Today, Yatri is helping reduce approximately 30 metric tonnes of CO₂ emissions every day, adding up to nearly 10,950 metric tonnes annually, equivalent to the carbon absorption of close to 5 lakh trees. What stands out is how this impact is built through millions of small, everyday decisions that become easier with better information.


There’s also a ripple effect. When people can plan their journeys better, they spend less time in traffic, saving 10-20 minutes a day on average. Across a city, that adds up to millions of hours saved each year, along with lower fuel consumption and fewer idle emissions. It also makes daily life a little easier.


Sustainability, in this sense, starts to feel less like a trade-off and more like a natural outcome of efficiency.


There’s something important to acknowledge here, Mumbai is already doing a lot right. Millions of people step out every day and choose public transport, contributing to a city that moves efficiently despite its scale.

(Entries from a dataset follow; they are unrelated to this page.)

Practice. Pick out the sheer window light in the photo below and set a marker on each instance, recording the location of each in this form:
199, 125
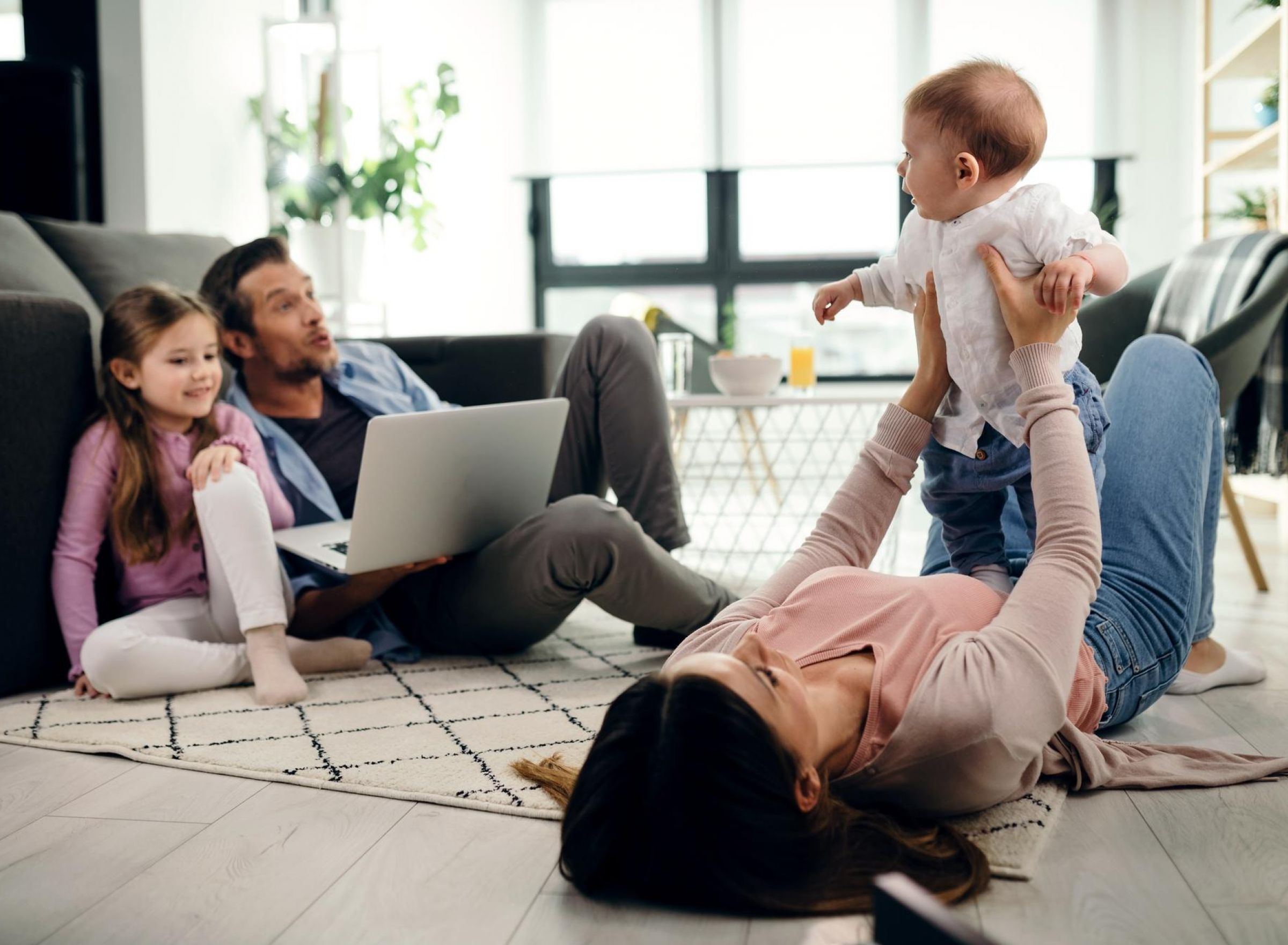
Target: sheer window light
1053, 44
624, 85
610, 220
818, 212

With a bit more support, clearer information, smoother experiences, better integration, that everyday choice can become even easier and more consistent.


That’s where technology can make a meaningful difference. By adding real-time information and reducing uncertainty, it helps people make better decisions without having to think too hard about them.


And when those decisions are repeated across millions of commuters, the impact becomes significant. There’s also an opportunity to make that impact more visible. Imagine being able to see how much carbon you’ve saved over time simply by choosing public transport. Most people aren’t thinking about emissions when they commute, they’re thinking about reaching on time, saving money, avoiding stress. But those everyday choices quietly add up, and making that visible can change how we relate to them. At Yatri, we’re working towards bringing this visibility into the daily commute.


Where this goes next depends on how we move as a city. The effects of our choices show up in the air we breathe, the time we spend, and the way our cities function.


Eventually, the way we move is gradually shaping the cities we live in.


So, how will you choose to get to work tomorrow?